Like Barbaro they've named figures with similar facial features, athletes on drugs, and athletes prone to break their leg.(If Jackie Stewart is reading, Patrick wrote that, not me.) (Though it's so funny, I wish I had.) Patrick points out that Steve Cauthen was the last racing person to win the award, in 1977. And the thing that seems amazing about that is not that it was so long ago, but that a jockey actually won the SI Sportsman of the Year! These days, a jock would have to not only win the Triple Crown, but win the triple crown too!
In fact, I'd go further and propose that Barbaro should get consideration for Time Magazine's Man of the Year award for bringing out the humanity in the human race, no mean feat. But I think that President Bush has that award locked up - anyone who's enough of a fuck-up to actually get the Democrats elected these days truly deserves that award.

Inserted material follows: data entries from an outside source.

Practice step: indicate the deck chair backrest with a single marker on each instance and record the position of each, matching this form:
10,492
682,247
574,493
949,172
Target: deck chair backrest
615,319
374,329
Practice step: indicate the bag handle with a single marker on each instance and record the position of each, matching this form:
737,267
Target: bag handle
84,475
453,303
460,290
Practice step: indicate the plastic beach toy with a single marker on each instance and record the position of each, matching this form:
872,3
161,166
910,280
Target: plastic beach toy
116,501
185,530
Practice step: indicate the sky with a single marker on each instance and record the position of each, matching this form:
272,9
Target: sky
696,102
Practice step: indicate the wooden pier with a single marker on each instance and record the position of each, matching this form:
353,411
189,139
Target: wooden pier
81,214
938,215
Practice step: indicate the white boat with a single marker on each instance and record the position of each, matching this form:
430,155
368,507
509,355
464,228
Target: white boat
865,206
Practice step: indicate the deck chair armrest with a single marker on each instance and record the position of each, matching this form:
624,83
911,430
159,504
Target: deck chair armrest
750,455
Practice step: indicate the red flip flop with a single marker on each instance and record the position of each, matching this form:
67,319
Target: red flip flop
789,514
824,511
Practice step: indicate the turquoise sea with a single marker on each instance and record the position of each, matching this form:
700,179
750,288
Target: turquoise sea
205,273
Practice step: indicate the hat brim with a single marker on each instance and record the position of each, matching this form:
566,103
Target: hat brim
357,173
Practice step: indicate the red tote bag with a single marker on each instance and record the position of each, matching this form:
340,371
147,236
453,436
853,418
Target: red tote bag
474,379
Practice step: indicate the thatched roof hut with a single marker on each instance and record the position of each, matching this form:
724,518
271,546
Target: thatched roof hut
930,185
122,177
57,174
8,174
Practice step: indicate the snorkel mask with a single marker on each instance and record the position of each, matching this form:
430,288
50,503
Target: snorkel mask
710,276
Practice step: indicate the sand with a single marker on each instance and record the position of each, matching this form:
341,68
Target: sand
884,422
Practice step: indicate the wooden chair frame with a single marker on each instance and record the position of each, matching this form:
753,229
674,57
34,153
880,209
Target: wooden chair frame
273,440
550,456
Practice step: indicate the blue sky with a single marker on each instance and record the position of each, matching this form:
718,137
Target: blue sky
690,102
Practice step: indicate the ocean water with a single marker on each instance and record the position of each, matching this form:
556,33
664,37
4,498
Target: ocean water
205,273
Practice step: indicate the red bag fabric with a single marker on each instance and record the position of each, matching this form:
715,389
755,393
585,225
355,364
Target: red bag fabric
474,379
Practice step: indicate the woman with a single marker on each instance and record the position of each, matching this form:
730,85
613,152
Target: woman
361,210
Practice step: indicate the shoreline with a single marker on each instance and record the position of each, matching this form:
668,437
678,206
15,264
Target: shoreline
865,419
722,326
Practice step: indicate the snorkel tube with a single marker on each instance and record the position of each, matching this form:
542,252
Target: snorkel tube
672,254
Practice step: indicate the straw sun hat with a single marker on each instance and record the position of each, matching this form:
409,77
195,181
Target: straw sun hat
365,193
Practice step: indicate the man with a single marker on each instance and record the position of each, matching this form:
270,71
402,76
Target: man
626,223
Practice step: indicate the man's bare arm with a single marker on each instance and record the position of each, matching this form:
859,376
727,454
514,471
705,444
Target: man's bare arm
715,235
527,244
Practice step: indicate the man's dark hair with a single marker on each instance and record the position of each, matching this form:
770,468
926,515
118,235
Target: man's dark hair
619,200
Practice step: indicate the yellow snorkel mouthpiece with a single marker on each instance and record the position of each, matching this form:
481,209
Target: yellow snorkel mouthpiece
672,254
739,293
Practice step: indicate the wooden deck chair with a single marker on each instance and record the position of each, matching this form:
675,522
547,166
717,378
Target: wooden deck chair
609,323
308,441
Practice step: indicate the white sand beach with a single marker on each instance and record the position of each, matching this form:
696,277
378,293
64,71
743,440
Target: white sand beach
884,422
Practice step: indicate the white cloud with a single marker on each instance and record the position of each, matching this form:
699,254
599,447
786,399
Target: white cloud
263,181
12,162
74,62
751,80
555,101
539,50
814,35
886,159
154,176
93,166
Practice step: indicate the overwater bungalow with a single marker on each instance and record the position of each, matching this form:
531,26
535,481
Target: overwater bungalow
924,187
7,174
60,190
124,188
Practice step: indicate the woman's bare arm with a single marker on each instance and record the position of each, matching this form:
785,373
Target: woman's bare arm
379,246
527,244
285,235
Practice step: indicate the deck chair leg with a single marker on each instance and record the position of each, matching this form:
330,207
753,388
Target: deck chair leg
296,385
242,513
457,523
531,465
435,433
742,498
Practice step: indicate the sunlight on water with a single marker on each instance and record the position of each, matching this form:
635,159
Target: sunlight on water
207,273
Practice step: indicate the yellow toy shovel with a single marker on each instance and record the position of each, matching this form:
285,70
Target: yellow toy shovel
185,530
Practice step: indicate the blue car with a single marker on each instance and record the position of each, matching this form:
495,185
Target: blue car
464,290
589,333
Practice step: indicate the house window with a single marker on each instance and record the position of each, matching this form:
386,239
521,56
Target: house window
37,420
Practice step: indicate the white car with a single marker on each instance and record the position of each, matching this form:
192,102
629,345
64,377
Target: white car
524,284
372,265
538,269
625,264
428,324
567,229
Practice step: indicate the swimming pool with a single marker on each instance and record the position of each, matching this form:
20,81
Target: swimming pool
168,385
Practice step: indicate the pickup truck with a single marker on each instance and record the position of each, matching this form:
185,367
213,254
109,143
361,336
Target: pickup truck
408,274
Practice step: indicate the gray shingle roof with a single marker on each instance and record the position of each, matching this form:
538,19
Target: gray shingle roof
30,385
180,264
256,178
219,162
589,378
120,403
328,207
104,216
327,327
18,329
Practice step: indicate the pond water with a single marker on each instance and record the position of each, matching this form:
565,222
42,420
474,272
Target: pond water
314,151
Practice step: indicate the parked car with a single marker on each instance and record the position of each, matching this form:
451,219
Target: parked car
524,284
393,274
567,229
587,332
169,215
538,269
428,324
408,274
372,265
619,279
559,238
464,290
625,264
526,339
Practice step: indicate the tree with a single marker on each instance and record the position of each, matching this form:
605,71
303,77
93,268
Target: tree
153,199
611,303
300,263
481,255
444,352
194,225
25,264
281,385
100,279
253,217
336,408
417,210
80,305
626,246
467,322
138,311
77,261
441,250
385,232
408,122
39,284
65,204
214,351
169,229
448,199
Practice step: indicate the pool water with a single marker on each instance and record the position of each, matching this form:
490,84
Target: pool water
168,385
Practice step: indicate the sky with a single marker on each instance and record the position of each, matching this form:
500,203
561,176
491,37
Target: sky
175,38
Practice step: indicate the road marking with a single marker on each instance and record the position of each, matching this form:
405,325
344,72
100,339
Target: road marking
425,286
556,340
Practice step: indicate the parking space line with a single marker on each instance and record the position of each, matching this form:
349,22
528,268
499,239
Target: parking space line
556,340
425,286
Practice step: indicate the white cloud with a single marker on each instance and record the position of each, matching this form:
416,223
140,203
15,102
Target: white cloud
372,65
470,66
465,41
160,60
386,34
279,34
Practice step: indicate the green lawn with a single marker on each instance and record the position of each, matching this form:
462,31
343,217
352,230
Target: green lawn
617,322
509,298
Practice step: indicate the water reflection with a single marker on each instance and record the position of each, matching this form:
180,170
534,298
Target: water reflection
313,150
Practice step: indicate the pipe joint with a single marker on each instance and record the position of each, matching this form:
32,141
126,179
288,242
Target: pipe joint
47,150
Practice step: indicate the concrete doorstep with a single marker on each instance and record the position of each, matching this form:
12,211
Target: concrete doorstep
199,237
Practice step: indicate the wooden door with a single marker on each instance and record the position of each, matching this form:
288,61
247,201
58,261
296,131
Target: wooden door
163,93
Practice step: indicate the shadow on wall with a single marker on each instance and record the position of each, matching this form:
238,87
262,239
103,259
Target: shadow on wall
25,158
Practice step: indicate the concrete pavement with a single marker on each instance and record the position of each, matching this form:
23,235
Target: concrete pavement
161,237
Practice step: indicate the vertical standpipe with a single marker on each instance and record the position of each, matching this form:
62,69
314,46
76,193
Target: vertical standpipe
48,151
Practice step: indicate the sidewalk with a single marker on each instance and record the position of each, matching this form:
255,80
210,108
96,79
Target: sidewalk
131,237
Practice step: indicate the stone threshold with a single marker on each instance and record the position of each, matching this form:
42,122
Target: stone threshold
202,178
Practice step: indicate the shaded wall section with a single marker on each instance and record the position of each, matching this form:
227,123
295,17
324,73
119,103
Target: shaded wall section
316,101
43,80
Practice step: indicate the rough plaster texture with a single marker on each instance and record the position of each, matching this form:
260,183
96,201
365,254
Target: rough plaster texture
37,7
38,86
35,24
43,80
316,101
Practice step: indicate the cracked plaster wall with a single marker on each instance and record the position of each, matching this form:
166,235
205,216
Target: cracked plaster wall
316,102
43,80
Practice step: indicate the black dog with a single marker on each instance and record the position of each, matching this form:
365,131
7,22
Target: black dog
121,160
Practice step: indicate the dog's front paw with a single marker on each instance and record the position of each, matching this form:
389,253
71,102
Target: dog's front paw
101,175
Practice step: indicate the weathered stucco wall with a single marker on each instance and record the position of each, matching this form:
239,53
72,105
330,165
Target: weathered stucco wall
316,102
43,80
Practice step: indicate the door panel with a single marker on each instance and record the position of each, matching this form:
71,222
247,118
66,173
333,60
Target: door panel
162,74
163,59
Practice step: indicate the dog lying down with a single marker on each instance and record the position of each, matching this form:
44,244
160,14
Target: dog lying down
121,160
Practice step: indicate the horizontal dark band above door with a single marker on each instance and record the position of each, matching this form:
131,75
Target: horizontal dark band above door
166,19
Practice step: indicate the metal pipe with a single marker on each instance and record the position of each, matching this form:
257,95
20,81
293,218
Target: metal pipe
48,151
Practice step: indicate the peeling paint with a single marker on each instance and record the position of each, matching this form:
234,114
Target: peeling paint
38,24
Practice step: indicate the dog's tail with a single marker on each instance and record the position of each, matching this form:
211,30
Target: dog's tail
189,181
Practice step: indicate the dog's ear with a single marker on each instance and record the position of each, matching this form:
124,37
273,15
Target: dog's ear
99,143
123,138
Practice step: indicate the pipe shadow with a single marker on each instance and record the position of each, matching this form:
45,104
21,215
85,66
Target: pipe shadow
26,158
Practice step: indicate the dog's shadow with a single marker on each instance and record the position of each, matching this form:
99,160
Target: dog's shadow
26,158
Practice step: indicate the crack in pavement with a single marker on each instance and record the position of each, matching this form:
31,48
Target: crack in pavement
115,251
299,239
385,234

It's unfortunate that Barbaro will not be winning an Eclipse Award, but that's just the way things have worked out. He simply was not the best three-year old on the track this year. Perhaps he could get a Special Achievement award like they do at the Oscars or Grammys. And it would be nice if Discreet Cat could get one too, though not the Sprint award; a goofy idea, in my opinion, by Mike Watchmaker. (And someone at the Form must have thought so too, since the headline of his column has been changed from 'Discreet Cat Deserves Sprint Eclipse' to 'Discreet Cat Deserves Consideration.' [sub. only] Did they think they were going to sneak that by us blogging types?)